Proc. IEEE Asilomar Conference on Signals, Systems and Computers, November 7-10, 2010, Pacific Grove, California USA.

Doppler estimation and correction for shallow underwater acoustic communications

Karl F. Nieman, Kenneth A. Perrine, Keith H. Lent, Terry L. Henderson, Terry J. Brudner and Brian L. Evans

Advanced Technology Laboratory, Applied Research Laboratories, The University of Texas at Austin, Austin, TX 78712 USA
nieman@arlut.utexas.edu - perrine@arlut.utexas.edu - lent@arlut.utexas.edu - henderson@arlut.utexas.edu - brudner@arlut.utexas.edu - bevans@ece.utexas.edu

Draft of Paper - Slides

Underwater Acoustic Communication Datasets

Companion papers were presented at OCEANS 2010 and SiPS 2010.

Abstract

Reliable mobile underwater acoustic communication systems must compensate for strong, time-varying Doppler effects. Many Doppler correction techniques rely on a single bulk correction to compensate first-order effects. In many cases, residual higher-order effects must be tracked and corrected using other methods. The contributions of this paper are evaluations of
  1. signal-to-noise ratio (SNR) performance from three Doppler estimation and correction methods and
  2. communication performance of Doppler correction with static vs. adaptive equalizers.
The evaluations use our publicly available shallow water experimental dataset, which consists of 360 packet transmission samples (each 0.5s long) from a five-channel receiver array.

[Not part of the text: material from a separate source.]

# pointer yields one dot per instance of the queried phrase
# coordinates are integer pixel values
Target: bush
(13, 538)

Questions During the Presentation

  1. Have you tried to use tapered windows on the window data with overlap?
    Response: We haven't yet. Using tapered windows, and overlapping windows when there is more than one window, would likely improve the calculation of bulk Doppler shift. Any small error in the estimate of the bulk Doppler shift will be cleaned up by the equalizer.

  2. Do the multipath components have different Doppler?
    Response: Yes.

Matlab Code for the Receiver

We have received several requests to release the Matlab code for the receiver. At present, we have only released the data sets.

The receiver is a fairly straightforward single carrier receiver in the paper plus a subsystem for Doppler estimation and correction. The above slides give more information about the design and implementation of the receiver.

We based the single-carrier receiver on the following book:

C. Richard Johnson, Jr., William A. Sethares, and Andy Klein, Software Receiver Design, Cambridge University Press, Oct. 2011, ISBN 978-0521189446, 480 pages. Paperback.

The Matlab files associated with the book also work in Octave and are not copyrighted.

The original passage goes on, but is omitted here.